Consistent with the radar, we saw something that we haven't seen much of this winter: heavy snowfall in Park City and Summit Park.  National Weather Service spotters reported 13" at 6824 feet in Park City through 2 PM yesterday and 17.5" in Summit Park through 6 PM.  

Several factors probably contributed to these big amounts east of the crest.  As discussed in yesterdays post, the upper-level flow was from the south-southwesterly, so shadowing effects were limited.  Expanding on that point, the low-level, near surface flow at 11 am was either light or easterly at many locations in the central Wasatch.  For example, Parley's summit reported a 15 knot east wind, Empire Peak at Deer Valley a 10 knot east-southeast wind, and sights in Brighton and Alta both reported winds with an easterly component.  

So the situation was one with heavy snowfall being generated in a band in the south-southwest flow aloft, but the low-level flow producing upslope on the eastern slopes of the Wasatch Range.  Snowfall was still very heavy west of the crest due to the influence of the band, but there was no shadowing effect on the east side and there may have even been an upslope affect to aid precipitation generation.  

I also received an interesting photo from one of our readers, Mike Freeman.  It was taken looking toward Parley's Canyon and Grandeur Peak at 3:32 PM MDT.  Note how it appears that there's no wnow at mid elevations in the circled area, but snow at low elevations.  

Is this simply an optical illusion?  I suspect if you were walking up ridge on the right in the oval you'd go from snow to no snow. 

I have a few hypotheses for why this happened, but encourage you to share your ideas for how this occurred in the comments.


  1. While driving up to LCC ~1030am yesterday I was surprised when valley rain quickly changed to extremely heavy, wind driven snow near the mouth of Parleys.

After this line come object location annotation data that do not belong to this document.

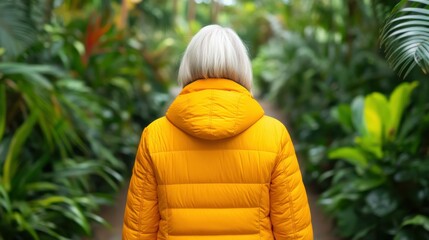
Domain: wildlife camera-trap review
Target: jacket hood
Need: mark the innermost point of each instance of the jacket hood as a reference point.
(214, 109)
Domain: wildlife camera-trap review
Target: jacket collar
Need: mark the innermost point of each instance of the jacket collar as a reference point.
(214, 109)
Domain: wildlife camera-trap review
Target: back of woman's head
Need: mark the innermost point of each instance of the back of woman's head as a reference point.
(216, 52)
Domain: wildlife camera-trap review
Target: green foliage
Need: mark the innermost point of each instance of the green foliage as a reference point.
(16, 30)
(379, 177)
(72, 107)
(405, 36)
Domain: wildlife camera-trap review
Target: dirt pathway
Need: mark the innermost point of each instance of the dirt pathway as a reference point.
(322, 226)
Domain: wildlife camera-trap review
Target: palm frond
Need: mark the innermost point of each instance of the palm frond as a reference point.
(405, 36)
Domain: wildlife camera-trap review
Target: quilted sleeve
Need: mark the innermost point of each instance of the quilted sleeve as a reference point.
(290, 212)
(141, 217)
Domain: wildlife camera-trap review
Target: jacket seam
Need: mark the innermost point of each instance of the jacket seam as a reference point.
(215, 183)
(259, 210)
(236, 112)
(289, 190)
(189, 150)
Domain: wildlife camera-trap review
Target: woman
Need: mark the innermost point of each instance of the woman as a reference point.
(215, 167)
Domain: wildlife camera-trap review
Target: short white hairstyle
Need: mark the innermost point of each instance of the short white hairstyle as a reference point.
(216, 52)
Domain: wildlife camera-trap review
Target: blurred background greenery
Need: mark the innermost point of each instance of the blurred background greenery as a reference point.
(80, 79)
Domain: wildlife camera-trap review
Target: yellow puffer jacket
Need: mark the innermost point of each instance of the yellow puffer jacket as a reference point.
(216, 168)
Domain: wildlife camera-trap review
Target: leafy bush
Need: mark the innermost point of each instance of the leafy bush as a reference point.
(69, 126)
(381, 176)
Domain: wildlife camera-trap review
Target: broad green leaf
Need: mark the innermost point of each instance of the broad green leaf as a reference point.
(2, 109)
(419, 220)
(365, 184)
(352, 155)
(15, 147)
(4, 200)
(42, 186)
(16, 30)
(357, 108)
(22, 222)
(381, 202)
(376, 115)
(72, 211)
(343, 114)
(399, 100)
(371, 145)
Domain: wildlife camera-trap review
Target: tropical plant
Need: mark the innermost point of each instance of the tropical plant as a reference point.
(381, 175)
(42, 188)
(405, 36)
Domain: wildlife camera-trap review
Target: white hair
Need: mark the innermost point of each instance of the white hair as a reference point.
(216, 52)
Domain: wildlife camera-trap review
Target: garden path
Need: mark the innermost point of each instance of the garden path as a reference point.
(322, 226)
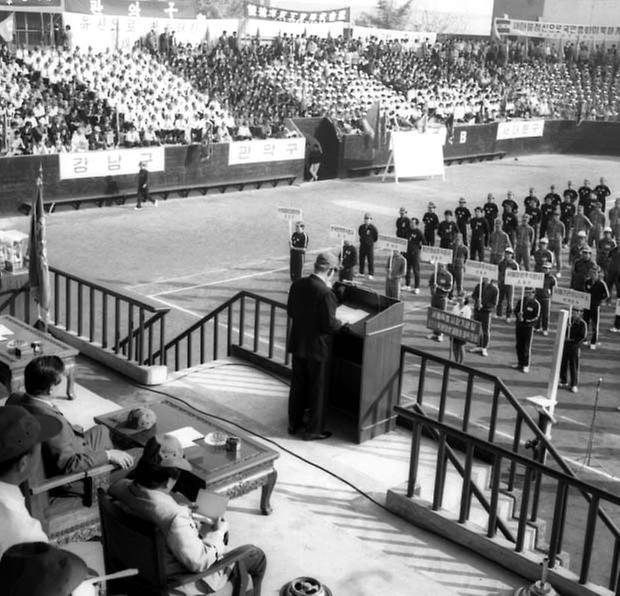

At the same time, I couldn't see any snow on Olympus below maybe 6500-7000ft. On the drive home there was still some snow on the ground and even the shoulder despite mid 40s temps and quite a bit of sun.

    I'm curious to hear your hypotheses.

  2. I frequently take my dog to this area in the early morning during the cool season. I've noticed the classic downslope winds out of Parleys tend to extend to the snowy part of the circled area (main west face trail). Once you get above the red circle, or if you take the dragon's tail route (part without snow), you're out of the wind. With winds coming out of Parleys throughout this event, my thought is that cold air is being advected across the snowy circled area, and/or the wind is enhancing evaporative cooling, allowing the snow to stick. Perhaps a more reasonable guess is isolated/scattered precipitation, but that's no fun.

  3. I don't think I can attach pics/vids here, but took some at Solitude Yesterday and made them "Public" on my FB page, in case anyone is interested (and has FB).

  4. We saw that odd snow coverage while driving on I-80 to I-215 at about 4:45. It looked more pronounced in person than it does in the photo. When we saw it some of the lower elevation snow had melted off but the north side of the lower to mid ridge line was white, while everything to the south was not. I don't think it was and illusion.

  5. Interesting post and photo. I drove along north onto Foothill at about noon on 4/14. As I drove along 215, the temperature (according to my car) was 37 F and it was raining steadily. As I passed by the 3300 S exit, the rain rapidly transitioned to heavy snow, and at the mouth of the canyon, it was full on winter with snow built up on the road. Driving was a little unnerving. It looked like it had snowed 2-3 inches rapidly. As I got a short distance down Foothill (maybe a little past the Bjorn's Brew), the snow turned to a rain/snow mix and there was just a trace of snow on the grass and the roads were completely clear. It amazed me how quickly the weather changed in both directions there.

    1. That's consistent with cold outflow from Parley's locally lowering the snow level.

  6. I live in Kimball Jxn and that was the wettest snow I've seen in six years.